When I installed my current laptop, I knew I'd encrypt /home eventually so I left a spare partition, hda3. If you don't have one, you'll need to shrink a filesystem to create a new partition or logical volume. When you're ready with that, the next step is to create the encrypted mapping.

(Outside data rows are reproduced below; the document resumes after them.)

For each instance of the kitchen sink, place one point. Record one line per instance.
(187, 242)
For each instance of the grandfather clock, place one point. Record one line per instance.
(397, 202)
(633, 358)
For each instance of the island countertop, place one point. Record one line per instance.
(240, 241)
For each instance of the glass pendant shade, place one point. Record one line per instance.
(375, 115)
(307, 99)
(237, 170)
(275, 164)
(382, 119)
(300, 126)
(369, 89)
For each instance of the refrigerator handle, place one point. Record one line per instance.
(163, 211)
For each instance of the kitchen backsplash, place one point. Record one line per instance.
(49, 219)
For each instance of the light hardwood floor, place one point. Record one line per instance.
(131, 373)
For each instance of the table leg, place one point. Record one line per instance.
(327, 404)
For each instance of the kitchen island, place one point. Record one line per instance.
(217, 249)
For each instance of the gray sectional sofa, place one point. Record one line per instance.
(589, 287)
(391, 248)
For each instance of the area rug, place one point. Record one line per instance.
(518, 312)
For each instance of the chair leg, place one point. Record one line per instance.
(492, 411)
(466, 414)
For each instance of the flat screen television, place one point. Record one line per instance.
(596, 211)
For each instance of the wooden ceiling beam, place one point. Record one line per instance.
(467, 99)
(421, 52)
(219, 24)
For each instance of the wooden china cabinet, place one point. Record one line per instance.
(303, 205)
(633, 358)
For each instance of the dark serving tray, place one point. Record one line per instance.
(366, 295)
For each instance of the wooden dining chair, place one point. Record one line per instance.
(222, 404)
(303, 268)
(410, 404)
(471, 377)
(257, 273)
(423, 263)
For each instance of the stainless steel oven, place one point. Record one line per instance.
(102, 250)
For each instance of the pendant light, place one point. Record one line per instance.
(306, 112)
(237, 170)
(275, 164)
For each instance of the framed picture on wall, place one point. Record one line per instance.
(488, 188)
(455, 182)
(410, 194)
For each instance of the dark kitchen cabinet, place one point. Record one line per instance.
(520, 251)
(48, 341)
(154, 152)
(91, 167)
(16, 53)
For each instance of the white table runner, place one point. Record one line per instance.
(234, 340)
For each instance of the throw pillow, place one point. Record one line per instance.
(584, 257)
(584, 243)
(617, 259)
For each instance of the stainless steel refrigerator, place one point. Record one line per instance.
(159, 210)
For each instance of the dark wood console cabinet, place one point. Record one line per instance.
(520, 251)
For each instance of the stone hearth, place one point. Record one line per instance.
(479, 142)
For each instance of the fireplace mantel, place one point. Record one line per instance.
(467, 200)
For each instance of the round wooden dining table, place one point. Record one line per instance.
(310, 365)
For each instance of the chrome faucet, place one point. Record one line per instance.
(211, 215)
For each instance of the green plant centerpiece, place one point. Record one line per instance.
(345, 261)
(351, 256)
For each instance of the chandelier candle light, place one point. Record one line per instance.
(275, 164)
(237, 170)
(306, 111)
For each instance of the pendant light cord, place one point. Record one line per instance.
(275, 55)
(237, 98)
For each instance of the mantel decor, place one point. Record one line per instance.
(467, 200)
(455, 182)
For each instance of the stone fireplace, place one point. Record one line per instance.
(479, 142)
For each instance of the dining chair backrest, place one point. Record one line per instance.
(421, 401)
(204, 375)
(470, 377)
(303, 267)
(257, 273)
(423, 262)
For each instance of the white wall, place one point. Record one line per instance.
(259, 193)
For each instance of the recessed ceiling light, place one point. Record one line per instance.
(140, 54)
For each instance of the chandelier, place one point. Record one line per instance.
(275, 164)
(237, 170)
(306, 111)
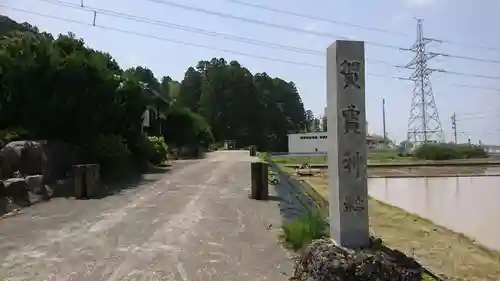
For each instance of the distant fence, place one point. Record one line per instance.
(319, 153)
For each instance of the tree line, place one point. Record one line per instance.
(59, 88)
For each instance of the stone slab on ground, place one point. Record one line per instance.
(193, 223)
(323, 260)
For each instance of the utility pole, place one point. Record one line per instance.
(454, 126)
(383, 120)
(423, 124)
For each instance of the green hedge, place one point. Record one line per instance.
(160, 150)
(449, 151)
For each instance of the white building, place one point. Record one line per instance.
(318, 142)
(307, 142)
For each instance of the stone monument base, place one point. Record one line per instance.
(324, 260)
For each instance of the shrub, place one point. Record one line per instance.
(109, 151)
(160, 150)
(299, 232)
(9, 135)
(448, 151)
(142, 151)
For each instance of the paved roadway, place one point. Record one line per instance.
(194, 223)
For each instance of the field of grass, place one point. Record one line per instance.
(443, 250)
(389, 156)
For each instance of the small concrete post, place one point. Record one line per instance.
(259, 186)
(347, 144)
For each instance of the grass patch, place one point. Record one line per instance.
(263, 156)
(441, 249)
(300, 232)
(388, 156)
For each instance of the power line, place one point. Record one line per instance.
(280, 11)
(465, 57)
(217, 49)
(197, 30)
(480, 117)
(480, 112)
(230, 37)
(268, 24)
(161, 38)
(307, 16)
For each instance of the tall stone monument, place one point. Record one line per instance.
(347, 144)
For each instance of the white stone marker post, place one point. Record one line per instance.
(347, 144)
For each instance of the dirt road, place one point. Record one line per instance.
(194, 223)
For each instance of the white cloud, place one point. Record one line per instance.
(419, 3)
(400, 17)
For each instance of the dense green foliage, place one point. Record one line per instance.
(59, 88)
(448, 151)
(159, 150)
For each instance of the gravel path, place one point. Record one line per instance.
(194, 223)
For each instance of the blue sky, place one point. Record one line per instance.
(462, 22)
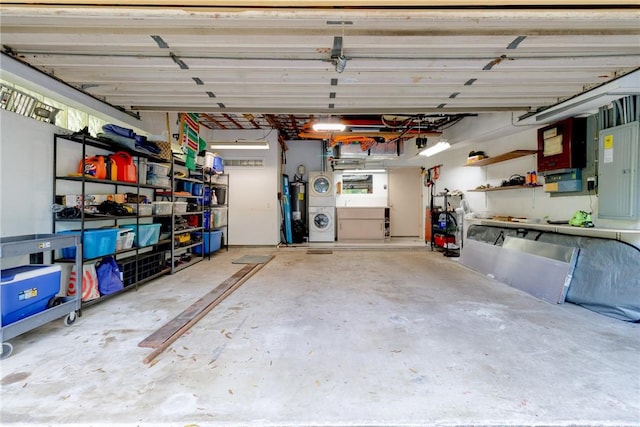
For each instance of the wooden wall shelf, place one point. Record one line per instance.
(508, 187)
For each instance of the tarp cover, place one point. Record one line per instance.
(607, 275)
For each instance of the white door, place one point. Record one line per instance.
(405, 202)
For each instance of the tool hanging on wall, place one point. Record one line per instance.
(431, 175)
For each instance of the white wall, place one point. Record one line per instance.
(378, 198)
(26, 175)
(254, 208)
(306, 153)
(530, 203)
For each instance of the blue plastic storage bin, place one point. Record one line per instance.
(185, 186)
(213, 238)
(146, 234)
(97, 242)
(196, 190)
(27, 290)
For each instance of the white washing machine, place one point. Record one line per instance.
(322, 224)
(321, 191)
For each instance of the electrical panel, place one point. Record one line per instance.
(618, 167)
(563, 145)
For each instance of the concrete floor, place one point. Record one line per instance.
(357, 337)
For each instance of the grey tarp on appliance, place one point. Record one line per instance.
(607, 275)
(526, 265)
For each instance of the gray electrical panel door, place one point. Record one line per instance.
(618, 177)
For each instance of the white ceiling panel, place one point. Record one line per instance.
(260, 61)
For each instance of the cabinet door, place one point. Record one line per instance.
(618, 162)
(361, 229)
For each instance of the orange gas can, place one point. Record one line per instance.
(126, 168)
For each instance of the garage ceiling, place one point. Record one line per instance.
(271, 66)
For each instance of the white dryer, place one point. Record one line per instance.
(322, 224)
(321, 191)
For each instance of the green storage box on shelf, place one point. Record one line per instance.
(146, 234)
(211, 242)
(96, 243)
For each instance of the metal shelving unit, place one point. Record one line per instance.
(220, 181)
(86, 141)
(60, 306)
(179, 252)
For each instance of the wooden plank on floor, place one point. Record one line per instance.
(170, 328)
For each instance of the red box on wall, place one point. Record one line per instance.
(563, 145)
(441, 240)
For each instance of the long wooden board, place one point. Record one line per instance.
(170, 328)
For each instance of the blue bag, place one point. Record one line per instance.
(109, 280)
(119, 130)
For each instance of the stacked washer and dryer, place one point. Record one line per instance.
(322, 207)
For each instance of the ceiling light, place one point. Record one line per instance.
(435, 149)
(239, 145)
(341, 63)
(356, 171)
(339, 127)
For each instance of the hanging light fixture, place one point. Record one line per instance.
(435, 149)
(336, 127)
(240, 145)
(329, 125)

modprobe aes # or aes-i586 on x86 systems
emerge cryptsetup-luks
cryptsetup --verify-passphrase luksFormat /dev/hda3
cryptsetup luksOpen /dev/hda3 home
mkfs.ext3 -j -m 1 -O dir_index,filetype,sparse_super /dev/mapper/home
Next copy the existing /home to the encrypted filesystem. Be sure not to alter any important data in /home since you'll lose any changes made after the copy. You can enforce this by switching to single user mode but I don't bother personally.
mkdir /mnt/newhome
mount /dev/mapper/home /mnt/newhome
cp -ax /home/. /mnt/newhome
umount /mnt/newhome
Next let Gentoo know about it, then reboot to start using the encrypted /home:
printf 'mount=home\nsource=/dev/hda3\ntype=luks\n' >> /etc/conf.d/cryptfs
echo '/dev/mapper/home /home ext3 noatime 0 0' >> /etc/fstab
echo 'aes' >> /etc/modules.autoload.d/kernel-2.6  # or aes-i586
mv /home /oldhome
mkdir /home
reboot
Finally, when you've verified that it's working, be sure to remove the old home which still contains unencrypted data!